リンゴ狩りを切り上げるタイミングが難しいですね。お客様には来てもらいたいけど、早く収穫を終わらせたい。
そして12月一杯はリンゴの選果。
リンゴを重さごとに分けつつ、贈答用、袋詰め用、家庭用、訳あり、ジュース用、ジャム用、おまけ用、廃棄みたいな、だいぶ細かく分けてました。
重さは機械で判断するけれど、そこからは手作業なので多大な労力と、それなりの技量が求められる作業でした。
繁忙期となる10月頭から12月上旬にかけては、非常に忙しかったです。やることも多いし早くやった方が良いことも多い。反射シートの片づけとかリンゴ狩り後の畑の片づけとか、最優先ではない作業も多かったです。
で、12月の終わりから1月にかけては落ち葉集めがありました。
収穫が終わるころには畑に大量のリンゴの葉が落ちるのですが、放って置くと害虫や病気の発生源になるため、これを片付ける必要があります。
作業はまず落ち葉をブロワー(なんか風が出るやつ、背負って使うけど20kgくらいあって重い)で吹いてまとめます。

まとめた落ち葉を袋に入れて、堆肥置き場に運びます。

この堆肥置き場には落ち葉の他に廃棄する落果も入れてて、あとで肥料かなんかを混ぜるのかな?ここで作った堆肥をそのうち撒くそうです。
この堆肥の山に落ち葉の袋を載せたり、袋を空けたりするのも大変でした。
落ち葉集めは重労働だし、この時期は気温マイナス5度とかだし、かなり大変な方の作業です。
そしてリンゴ作りで最も大切な作業の、剪定も始まりました。剪定は今も続いてます。

剪定前の樹。
枝が多すぎると樹が育たない、枝葉が茂り過ぎて人間が作業しづらい、日陰が増えてリンゴの育ちや色づきが悪くなる、薬剤散布が上手くいかず病気になりやすくなる、といった問題があります。
枝が少ないと樹が大きくなりすぎる。割にリンゴの収量は少なくなるだのなんだの難しいことがたくさんです。
リンゴの実がたくさん生るように、光が隅々まで届くように、樹がちょうど良い大きさや角度に育つように、人間の作業空間が確保できるように、良い芽が付いてる枝を残すように、リンゴの樹にダメージを与え過ぎないように......
リンゴ栽培の難しいところが感じられます。

枝は太さや場所に応じてハサミ、ノコギリ、チェーンソーを使って切っていきます。
切らずに枝を紐で引っ張って方向を強制することもあります。大きい枝同士が近いとぶつかったり日陰になったり問題ですし、高く伸びすぎると作業しづらい、低く伸びると枝が弱って使えなくなるみたいな話が色々あります。
枝の断面をきれいに切らないとキズの治りが遅くなりますし、間違えて近くの枝にキズをつけないように切らないといけません。
剪定は一人前になるのに十年かかると言われるそうです。確かに要訓練といった感じです。
あと、剪定した大量の枝の片づけも大変です。
枝を強制したり支柱にしたりに使う竹切りってのもやりましたね。これも大変でした。
切るのはそこまで大変じゃないけど、運ぶのがとにかく大変。長いし重いし。
その他、作業の一部を紹介。

畑に埋設された給水パイプに穴が開いたので、それを直す作業。これ非常に面倒でした。緻密だがパワー系みたいな難しいことを要求された。
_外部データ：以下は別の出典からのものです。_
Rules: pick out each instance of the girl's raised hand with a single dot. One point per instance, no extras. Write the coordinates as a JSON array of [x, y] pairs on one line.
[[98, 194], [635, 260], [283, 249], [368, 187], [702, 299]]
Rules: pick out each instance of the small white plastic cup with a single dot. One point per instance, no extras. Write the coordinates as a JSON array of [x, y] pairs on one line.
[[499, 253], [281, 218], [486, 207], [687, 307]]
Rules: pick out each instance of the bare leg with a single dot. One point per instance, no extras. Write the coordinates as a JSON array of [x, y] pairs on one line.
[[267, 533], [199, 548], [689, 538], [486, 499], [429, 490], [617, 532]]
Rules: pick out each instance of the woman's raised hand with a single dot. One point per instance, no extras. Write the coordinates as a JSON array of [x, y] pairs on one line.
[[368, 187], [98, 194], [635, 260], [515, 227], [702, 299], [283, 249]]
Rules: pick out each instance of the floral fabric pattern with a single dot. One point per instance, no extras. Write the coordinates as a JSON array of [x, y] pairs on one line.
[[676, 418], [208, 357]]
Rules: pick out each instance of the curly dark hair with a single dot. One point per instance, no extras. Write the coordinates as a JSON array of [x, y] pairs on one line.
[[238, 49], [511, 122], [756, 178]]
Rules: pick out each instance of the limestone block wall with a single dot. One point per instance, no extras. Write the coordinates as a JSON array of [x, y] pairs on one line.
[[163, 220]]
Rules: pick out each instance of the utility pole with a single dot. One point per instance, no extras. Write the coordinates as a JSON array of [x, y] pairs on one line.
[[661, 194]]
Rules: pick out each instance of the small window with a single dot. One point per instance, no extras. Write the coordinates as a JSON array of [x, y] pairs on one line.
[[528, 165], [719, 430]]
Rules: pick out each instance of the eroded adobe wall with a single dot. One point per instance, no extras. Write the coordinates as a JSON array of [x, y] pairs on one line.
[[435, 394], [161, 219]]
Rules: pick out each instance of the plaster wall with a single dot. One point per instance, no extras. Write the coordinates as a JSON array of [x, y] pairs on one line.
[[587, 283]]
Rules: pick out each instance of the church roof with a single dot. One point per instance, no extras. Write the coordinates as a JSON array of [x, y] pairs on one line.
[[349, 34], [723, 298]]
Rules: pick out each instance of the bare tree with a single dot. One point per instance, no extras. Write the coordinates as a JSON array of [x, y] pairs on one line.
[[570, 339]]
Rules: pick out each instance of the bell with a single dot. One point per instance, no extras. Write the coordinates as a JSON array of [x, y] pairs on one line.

表紙はブルドーザー、ショベルローダー、バックホウです。
これに乗れるように座学をしました。近いうちに実地で練習というか作業というか、畑の造成をやるらしいです。
後は、ホームページや通販ページを少し改修したりと、PC関連業務やったりなどもしましたね。これ本職に頼んだら結構取られるぞと思いながら。
リンゴ農家になって11か月が経ちました。初めてやった作業の粗皮削りも始まってます。これからは2週目の作業も出てくるので、成長をみせて行きたいですね。
ではまた。
SE辞めてリンゴ農家になる⑩
どうも
農業日記第十回です。
ここ1か月半は反射シートを敷く作業を主にやっていました。
シートの目的は、太陽光を照り返して、りんごの日当たりの悪い部分にも色と栄養を付けることです。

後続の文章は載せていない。